Mean Difference, Standardized Mean Difference (SMD), and Their Use in Meta-Analysis: As Simple as It Gets

In randomized controlled trials (RCTs), endpoint scores, or change scores representing the difference between endpoint and baseline, are values of interest. These values are compared between experimental and control groups, yielding a mean difference between the experimental and control groups for each outcome that is compared. When the mean difference values for a specified outcome, obtained from different RCTs, are all in the same unit (such as when they were all obtained using the same rating instrument), they can be pooled in meta-analysis to yield a summary estimate that is also known as a mean difference (MD). Because pooling of the mean difference from individual RCTs is done after weighting the values for precision, this pooled MD is also known as the weighted mean difference (WMD). Sometimes, different studies use different rating instruments to measure the same outcome; that is, the units of measurement for the outcome of interest are different across studies.
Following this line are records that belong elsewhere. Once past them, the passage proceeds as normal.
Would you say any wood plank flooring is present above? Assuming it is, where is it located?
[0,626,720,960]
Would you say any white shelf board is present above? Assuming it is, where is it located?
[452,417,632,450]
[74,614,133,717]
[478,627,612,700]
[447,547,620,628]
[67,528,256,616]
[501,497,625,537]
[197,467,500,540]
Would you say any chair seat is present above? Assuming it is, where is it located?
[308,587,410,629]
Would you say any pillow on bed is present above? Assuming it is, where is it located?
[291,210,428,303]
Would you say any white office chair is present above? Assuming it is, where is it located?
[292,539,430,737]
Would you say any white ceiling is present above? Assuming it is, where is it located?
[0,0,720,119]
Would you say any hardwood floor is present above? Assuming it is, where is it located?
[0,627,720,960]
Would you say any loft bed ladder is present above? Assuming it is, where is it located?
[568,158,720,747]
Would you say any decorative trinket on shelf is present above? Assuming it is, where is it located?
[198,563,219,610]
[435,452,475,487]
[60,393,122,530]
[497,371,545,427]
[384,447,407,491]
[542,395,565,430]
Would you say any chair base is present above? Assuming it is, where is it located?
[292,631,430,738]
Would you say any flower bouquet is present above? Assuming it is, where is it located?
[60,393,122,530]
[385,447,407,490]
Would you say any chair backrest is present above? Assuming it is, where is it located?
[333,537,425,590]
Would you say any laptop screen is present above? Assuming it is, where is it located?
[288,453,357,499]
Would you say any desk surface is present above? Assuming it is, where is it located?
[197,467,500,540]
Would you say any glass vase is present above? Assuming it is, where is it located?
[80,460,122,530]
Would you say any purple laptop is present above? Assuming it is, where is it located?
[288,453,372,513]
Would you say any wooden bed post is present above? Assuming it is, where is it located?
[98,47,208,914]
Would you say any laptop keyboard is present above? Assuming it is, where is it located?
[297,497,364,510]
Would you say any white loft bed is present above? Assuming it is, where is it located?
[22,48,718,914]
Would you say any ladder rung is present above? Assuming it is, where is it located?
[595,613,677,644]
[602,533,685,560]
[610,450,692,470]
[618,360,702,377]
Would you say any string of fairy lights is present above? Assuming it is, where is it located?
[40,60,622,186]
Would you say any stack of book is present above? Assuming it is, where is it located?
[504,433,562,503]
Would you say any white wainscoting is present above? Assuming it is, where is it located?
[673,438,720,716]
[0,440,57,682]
In such cases, the mean differences from the different RCTs cannot be pooled. However, these mean differences can be divided by their respective standard deviations (SDs) to yield a statistic known as the standardized mean difference (SMD). The SD that is used as the divisor is usually either the pooled SD or the SD of the control group; in the former instance, the SMD is known as Cohen's d, and in the latter instance, as Glass' delta. SMDs of 0.2, 0.5, and 0.8 are considered small, medium, and large, respectively. SMDs can be pooled in meta-analysis because the unit is uniform across studies. This article presents and explains the different terms and concepts with the help of simple examples.